You have to add 0x08804000 to the function adress, that's the real RAM adress. And try just putting this value reversed (little endian) in the SDDATA.BIN, it should work.

[m0skit0]

that's not a problem if it is released for the public on this topic

Yes it is a problem, because this is publicly, not just for us, which means Sony can also see it. You want Sony to take down the game before we have a running VHBL? If you just want us to have it, next time PM us.

And yeah, to know Java is almost useless for learning exploiting because it's too much high-level, and thus doesn't have pointers (which is your main problem with your exploit ).

[E-Kami]

that's not a problem if it is released for the public on this topic

Yes it is a problem, because this is publicly, not just for us, which means Sony can also see it. You want Sony to take down the game before we have a running VHBL? If you just want us to have it, next time PM us.

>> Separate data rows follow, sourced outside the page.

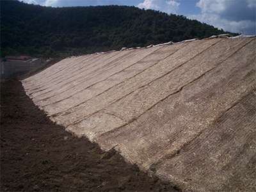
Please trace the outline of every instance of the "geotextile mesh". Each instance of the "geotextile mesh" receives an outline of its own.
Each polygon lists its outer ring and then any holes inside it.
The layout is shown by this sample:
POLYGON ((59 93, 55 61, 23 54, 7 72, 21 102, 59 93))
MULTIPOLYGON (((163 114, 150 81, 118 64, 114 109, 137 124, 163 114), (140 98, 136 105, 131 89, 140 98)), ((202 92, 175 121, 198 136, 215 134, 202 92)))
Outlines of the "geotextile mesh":
POLYGON ((253 191, 256 38, 66 58, 23 80, 49 118, 184 191, 253 191))

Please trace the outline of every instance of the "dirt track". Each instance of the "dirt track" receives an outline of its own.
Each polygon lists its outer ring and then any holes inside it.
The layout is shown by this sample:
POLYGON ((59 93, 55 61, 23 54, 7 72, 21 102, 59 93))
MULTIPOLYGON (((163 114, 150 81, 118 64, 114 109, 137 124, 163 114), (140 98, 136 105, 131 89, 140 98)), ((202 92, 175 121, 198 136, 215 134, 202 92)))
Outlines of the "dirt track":
POLYGON ((50 121, 20 82, 1 83, 1 191, 179 191, 50 121))

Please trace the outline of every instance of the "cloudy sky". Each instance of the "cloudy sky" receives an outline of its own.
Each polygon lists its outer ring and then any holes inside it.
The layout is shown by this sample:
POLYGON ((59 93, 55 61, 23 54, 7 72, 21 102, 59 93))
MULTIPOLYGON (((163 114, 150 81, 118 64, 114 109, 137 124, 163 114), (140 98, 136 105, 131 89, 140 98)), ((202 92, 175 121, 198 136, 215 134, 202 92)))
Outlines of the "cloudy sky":
MULTIPOLYGON (((21 1, 21 0, 20 0, 21 1)), ((255 0, 23 0, 63 7, 118 4, 183 15, 224 31, 256 35, 255 0)))

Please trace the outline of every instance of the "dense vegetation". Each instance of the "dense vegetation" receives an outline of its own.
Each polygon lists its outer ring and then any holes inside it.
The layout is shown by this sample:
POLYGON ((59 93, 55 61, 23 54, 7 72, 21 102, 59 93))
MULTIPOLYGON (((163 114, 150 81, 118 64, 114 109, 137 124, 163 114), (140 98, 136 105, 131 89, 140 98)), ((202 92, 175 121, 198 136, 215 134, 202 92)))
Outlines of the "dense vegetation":
POLYGON ((1 1, 1 57, 62 58, 224 33, 182 15, 134 6, 52 8, 1 1))

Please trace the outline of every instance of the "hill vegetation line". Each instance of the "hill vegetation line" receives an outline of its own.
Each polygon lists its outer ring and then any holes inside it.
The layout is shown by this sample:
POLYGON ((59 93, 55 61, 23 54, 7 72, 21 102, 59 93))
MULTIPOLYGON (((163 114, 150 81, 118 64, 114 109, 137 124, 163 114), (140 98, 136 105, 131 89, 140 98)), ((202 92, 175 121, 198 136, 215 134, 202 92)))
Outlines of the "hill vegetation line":
POLYGON ((1 57, 63 58, 225 33, 183 15, 134 6, 52 8, 1 1, 1 57))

And yeah, to know Java is almost useless for learning exploiting because it's too much high-level, and thus doesn't have pointers (which is your main problem with your exploit ).

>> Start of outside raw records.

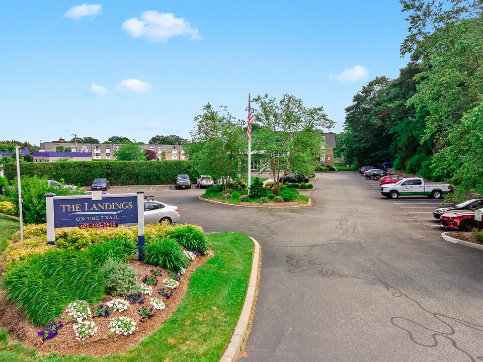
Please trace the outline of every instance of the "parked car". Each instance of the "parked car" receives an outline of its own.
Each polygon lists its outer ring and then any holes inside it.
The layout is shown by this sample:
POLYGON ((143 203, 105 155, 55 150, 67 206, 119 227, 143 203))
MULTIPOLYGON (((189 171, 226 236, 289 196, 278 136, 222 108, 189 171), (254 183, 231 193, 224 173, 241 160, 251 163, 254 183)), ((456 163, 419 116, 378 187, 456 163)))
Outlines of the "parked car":
POLYGON ((420 177, 407 177, 395 184, 381 186, 381 195, 391 199, 405 195, 425 195, 433 199, 441 199, 448 192, 449 184, 425 183, 420 177))
POLYGON ((364 176, 366 178, 379 179, 381 176, 386 176, 387 172, 382 170, 371 170, 364 173, 364 176))
POLYGON ((458 201, 454 204, 436 208, 433 212, 433 216, 435 219, 439 219, 442 214, 456 210, 473 210, 478 206, 483 205, 483 199, 470 199, 467 200, 458 201))
MULTIPOLYGON (((87 194, 87 195, 92 195, 92 190, 89 190, 89 191, 84 191, 84 194, 87 194)), ((102 195, 111 195, 109 193, 107 193, 105 191, 101 191, 101 194, 102 195)))
POLYGON ((400 175, 388 175, 379 179, 379 185, 382 186, 385 184, 395 184, 404 178, 404 176, 400 175))
POLYGON ((213 186, 215 183, 213 180, 213 177, 209 175, 201 175, 199 177, 196 179, 196 184, 200 189, 202 188, 208 188, 210 186, 213 186))
POLYGON ((439 218, 439 226, 460 231, 471 231, 476 227, 474 210, 483 209, 483 206, 473 210, 460 210, 444 213, 439 218))
POLYGON ((363 174, 366 171, 374 168, 374 166, 363 166, 359 169, 359 173, 363 174))
POLYGON ((144 224, 166 222, 169 225, 180 221, 180 213, 177 206, 167 205, 153 198, 144 200, 144 224))
POLYGON ((176 189, 191 189, 191 181, 187 174, 179 174, 176 177, 176 189))
POLYGON ((282 184, 285 184, 286 182, 293 184, 301 184, 302 183, 306 184, 308 182, 308 176, 299 173, 289 173, 283 177, 280 177, 278 182, 282 184))
POLYGON ((111 183, 105 177, 96 178, 91 185, 91 190, 102 190, 107 191, 108 189, 111 188, 111 183))
POLYGON ((55 180, 45 180, 45 182, 48 184, 49 186, 53 186, 54 187, 60 187, 62 189, 70 189, 72 190, 77 190, 77 186, 75 185, 62 185, 58 181, 55 180))

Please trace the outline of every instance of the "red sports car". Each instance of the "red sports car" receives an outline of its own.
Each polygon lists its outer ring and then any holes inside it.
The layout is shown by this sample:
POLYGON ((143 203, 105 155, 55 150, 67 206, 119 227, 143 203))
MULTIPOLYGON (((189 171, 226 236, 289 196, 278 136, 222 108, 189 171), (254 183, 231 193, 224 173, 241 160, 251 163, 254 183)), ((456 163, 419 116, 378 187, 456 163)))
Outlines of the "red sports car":
POLYGON ((403 178, 404 178, 404 176, 401 176, 400 175, 389 175, 381 178, 379 181, 379 185, 381 186, 384 184, 395 184, 403 178))
POLYGON ((460 231, 471 231, 477 226, 474 220, 474 210, 481 209, 483 209, 483 206, 470 210, 461 210, 444 213, 439 218, 441 222, 439 226, 460 231))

Again m0skito that's not a problem as the game do not exist on PS store (only in UMD) so it is useless to hide it as sony do not support their beloved PSP anymore.

[m0skit0]

Again m0skito that's not a problem as the game do not exist on PS store (only in UMD)

Again? It's the first time you say that Ok no problem, but anyway, better be safe than sorry.

[E-Kami]

Again m0skito that's not a problem as the game do not exist on PS store (only in UMD)

Again? It's the first time you say that Ok no problem, but anyway, better be safe than sorry.

I totally agree . Moskito I'm having trouble when I try to make... a breakpoint... I've put break in my assembly but it give me the following bin as a result:
00 00 00 00 0D 00 00 00 00 00 00 00
is it the break which should be displayed in the psph?
I got a:
Exception - Address load/inst fetch
instead of a break exception .
I'm a bit lost in all these bytes >.<

EDIT: Sorry I've done a mistake, but I still don't know how to properly set a breakpoint >.<

[E-Kami]

I'm giving up :s. Wololo and I will work on the second game where I found an exploit.